Pour permettre la confrontation entre victime et agresseur présumé, une salle spécifique en visioconférence vient d’être ouverte à l’Unité médico-judiciaire du Centre hospitalier de Saint-Lô – Coutances, dans la Manche (50). Pour à la fois consolider le processus judiciaire et faciliter le recueil de la parole, notamment celle des jeunes victimes, cette unité est installée au sein d’un lieu de soins. Acte judiciaire déterminant, la confrontation permet d’éviter les non-lieux et les classements sans suite dans certaines affaires et favorise la reconnaissance du statut de victime. Cette initiative est ainsi au cœur d’une démarche globale d’amélioration de la prise en charge des victimes sur le territoire de la Manche.
Mise en service en février 2019, la salle de confrontation protégée du Centre hospitalier de Saint-Lô dans la Manche (50) est un lieu initialement dédié au recueil de la parole des victimes mineures, et plus largement de toutes les victimes en situation de fragilité. Conçu pour être chaleureux et rassurant, cet espace est équipé d’un dispositif de visioconférence qui permet de confronter les parties sans les réunir physiquement, le mis en cause étant auditionné à la gendarmerie, au commissariat ou au tribunal. La confrontation est nécessaire pour le recueil des preuves et le bon déroulement du processus judiciaire.
« Cette salle va considérablement faciliter les investigations et consolider la recherche de la vérité. Tous les juges d’instruction et procureurs vont l’utiliser », affirme Véronique Veillard, présidente du Tribunal de Grande Instance de Coutances. Compatible avec la majorité des équipements des gendarmeries et commissariats, la salle de confrontation peut donc être reliée à n‘importe quel lieu judiciaire de l’hexagone. A ce jour, on recense seulement trois salles de ce type en France (Saint-Lô, Orléans, Saint-Malo). A l’initiative de l’Unité Médico-Judiciaire de l’hôpital de Saint-Lô, la salle de confrontation résulte d’une convention signée avec le Tribunal de grande instance et le parquet de Coutances, l’association La Voix de l’Enfant, le Conseil départemental de la Manche et les services de police et de gendarmerie
La visioconférence pour faciliter la parole des victimes et consolider le recueil des preuves
Si le respect des droits de la défense est fondamental, la distance avec l’accusé induite par la visioconférence permet de libérer la parole des victimes car il est très difficile de verbaliser son traumatisme face à son agresseur présumé. La visioconférence est un moyen de généraliser cet acte judiciaire et d’obtenir des éléments de preuves supplémentaires, évitant ainsi les classements sans suite et les non-lieux. « Aujourd’hui, toutes les affaires sensibles passent par nos locaux. Depuis 2015 les juges et le parquet recourent presque systématiquement aux dispositifs mis en place par l’Unité médico-judiciaire », affirme le Docteur Jean-Emmanuel Remoué, chef de service de l’Unité médico-judiciaire du Centre hospitalier de Saint-Lô. L’accueil au sein de cette unité est beaucoup moins intimidant notamment pour les mineurs, car l’hôpital est un lieu dédié aux soins et associé à la guérison. La reconnaissance du statut de victime par la justice, est essentielle pour la reconstruction de la personne.
La Manche, bassin d’innovations pour la prise en charge des victimes
Créée en 2010 pour proposer des consultations de victimologie, l’Unité médico-judiciaire de l’hôpital mémorial de Saint-Lô dispose depuis 2015 d’une salle d’audition conçue pour recueillir les témoignages des victimes.

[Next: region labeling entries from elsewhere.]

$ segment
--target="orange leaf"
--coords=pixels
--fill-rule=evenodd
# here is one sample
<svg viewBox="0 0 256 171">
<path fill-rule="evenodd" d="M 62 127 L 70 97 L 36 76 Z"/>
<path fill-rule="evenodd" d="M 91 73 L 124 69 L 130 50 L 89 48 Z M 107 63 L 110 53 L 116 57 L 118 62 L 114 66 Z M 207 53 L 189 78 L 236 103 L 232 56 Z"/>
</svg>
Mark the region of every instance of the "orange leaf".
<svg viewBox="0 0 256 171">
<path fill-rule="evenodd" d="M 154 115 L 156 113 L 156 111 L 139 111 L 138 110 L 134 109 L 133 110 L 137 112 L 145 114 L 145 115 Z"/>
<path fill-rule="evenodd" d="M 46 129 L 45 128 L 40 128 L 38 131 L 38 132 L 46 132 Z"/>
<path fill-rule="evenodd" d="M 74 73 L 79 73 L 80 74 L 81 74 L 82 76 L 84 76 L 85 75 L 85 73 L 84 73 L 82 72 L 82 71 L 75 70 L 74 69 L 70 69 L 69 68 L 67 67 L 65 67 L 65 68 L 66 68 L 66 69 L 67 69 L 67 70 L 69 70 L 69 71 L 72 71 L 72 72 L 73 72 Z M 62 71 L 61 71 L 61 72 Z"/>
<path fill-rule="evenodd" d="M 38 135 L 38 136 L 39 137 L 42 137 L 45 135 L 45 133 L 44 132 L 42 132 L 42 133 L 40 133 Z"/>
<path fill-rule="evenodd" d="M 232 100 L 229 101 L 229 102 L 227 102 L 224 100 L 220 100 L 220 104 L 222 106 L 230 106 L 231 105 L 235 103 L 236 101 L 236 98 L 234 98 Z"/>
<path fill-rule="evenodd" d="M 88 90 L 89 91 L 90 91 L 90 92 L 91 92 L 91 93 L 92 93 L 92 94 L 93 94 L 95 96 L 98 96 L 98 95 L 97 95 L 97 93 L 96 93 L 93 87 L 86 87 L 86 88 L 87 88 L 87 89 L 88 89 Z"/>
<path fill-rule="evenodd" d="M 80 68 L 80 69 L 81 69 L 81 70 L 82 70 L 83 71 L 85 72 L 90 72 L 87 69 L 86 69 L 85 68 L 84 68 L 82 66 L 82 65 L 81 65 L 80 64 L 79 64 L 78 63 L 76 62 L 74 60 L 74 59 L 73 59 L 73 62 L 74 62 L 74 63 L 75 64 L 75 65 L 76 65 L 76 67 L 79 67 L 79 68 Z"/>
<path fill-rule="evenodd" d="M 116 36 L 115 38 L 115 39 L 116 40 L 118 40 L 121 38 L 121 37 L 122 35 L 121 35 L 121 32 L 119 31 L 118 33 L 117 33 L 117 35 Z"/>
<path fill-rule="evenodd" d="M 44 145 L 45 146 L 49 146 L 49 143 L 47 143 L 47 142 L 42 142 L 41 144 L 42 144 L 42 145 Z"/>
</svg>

En 2018, elle a assuré 1 616 examens médicaux et 208 auditions de mineurs.
La nouvelle salle de confrontation quant à elle n’a pas vocation à être utilisée massivement ni systématiquement : le parquet table sur environ 10 à 20 confrontations par an. Selon Cyril Lacombe, procureur de la République à Coutances « il y a une synergie très positive entre l’institution médicale et la justice sur le territoire du centre et du sud-Manche, et la mise en place de cette salle est une des étapes qui va vers une meilleure prise en compte de la victime ». La nouvelle salle de confrontation s’inscrit aussi dans une démarche plus globale. La Manche a en effet déjà mis en place des dispositifs innovants pour recueillir par exemple la parole des femmes victimes de violences conjugales, tel que « Envol », récemment présenté au ministère de l’Intérieur par le Docteur Remoué et le procureur Cyril Lacombe. Ce dispositif propose aux patientes reçues en consultation, de compléter une fiche de consentement à signalement, en vue de la transmettre à la justice. Un autre dispositif « Éviction du conjoint violent » permet aussi de maintenir les victimes au domicile conjugal et d’en évincer l’auteur des violences.